Next, we down-regulated endogenous stathmin expression by siRNA to further investigate its contribution to disrupting MTs in ΔSt3 cells. We first demonstrated that stathmin knockdown did not overtly affect the level of polymerized α-tubulin in WT MEFs (Fig. 6 A). However, transient expression of increasing amounts of stathmin siRNA induced an increase in polymerized α-tubulin levels in ΔSt3 MEFs (Fig. 6 B). Densitometric quantitation indicated that in WT MEFs expressing control siRNA, polymerized α-tubulin in WT MEFs represented 61 ± 0.4% of total α-tubulin (Fig. 6 C). In contrast, polymerized tubulin was found to make up only 17 ± 3.8% of total tubulin in ΔSt3 MEFs expressing control siRNA. This increased to 39 ± 1.9% in ΔSt3 MEFs transfected with the highest amount of stathmin siRNA used, which was significantly elevated (P < 0.005), compared with cells expressing control siRNA (Fig. 6 C).
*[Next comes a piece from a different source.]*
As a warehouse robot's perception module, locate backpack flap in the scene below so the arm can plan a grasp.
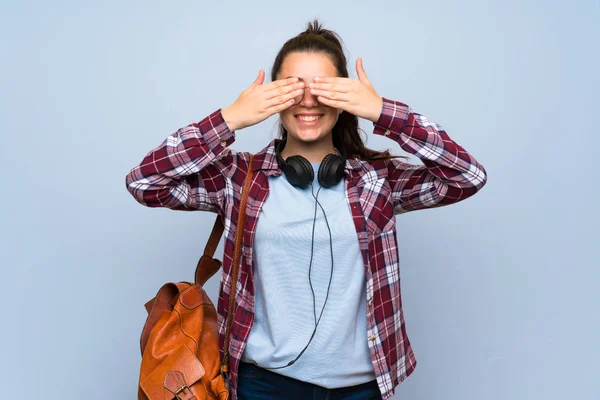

As a control, the level of polymerized α-tubulin in WT MEF cells expressing similar amounts of stathmin siRNA was not markedly changed (57 ± 3.9% of total tubulin). These results indicate a contribution of stathmin to the loss of polymerized tubulin in ΔSt3 MEFs.
The contribution of stathmin activity to the migratory properties of MEFs was then examined. First, we showed that the expression of stathmin siRNA had no apparent effect on the ability of WT MEFs to migrate into a wound track (Fig. 6 D, i–iii). This correlated with the lack of effect of the stathmin siRNA on MT levels in the normal fibroblast (Fig. 6 A). In contrast, the deficiency in ΔSt3 MEF migration into a wound track was partially reversed by down-regulating stathmin (Fig. 6 D, iv–vi). Quantitative analysis indicated 30–70% (P < 0.05 and P < 0.001, respectively) restoration in migration into the wound track by ΔSt3 MEFs transfected with increasing concentrations of stathmin siRNA (Fig. 6 E). As an increased stathmin protein expression had minimal effects on WT MEF cell migration (Fig. S4, available at http://www.jcb.org/cgi/content/full/jcb.200503021/DC1), these results suggest that excessive stathmin activity in a Stat3-null background is at least partially responsible for attenuating cell migration. In support of this, we observed that expression of a constitutively active mutant of stathmin (tetraA) prevented the migration of WT MEF cells into the wound track (Fig. S4). This correlated with the ability of stathmin tetraA to disassemble MTs in positively transfected WT MEF cells (not depicted). Altogether, our results point to stathmin as a possible downstream target of Stat3 in maintaining the MT array and normal cell migration.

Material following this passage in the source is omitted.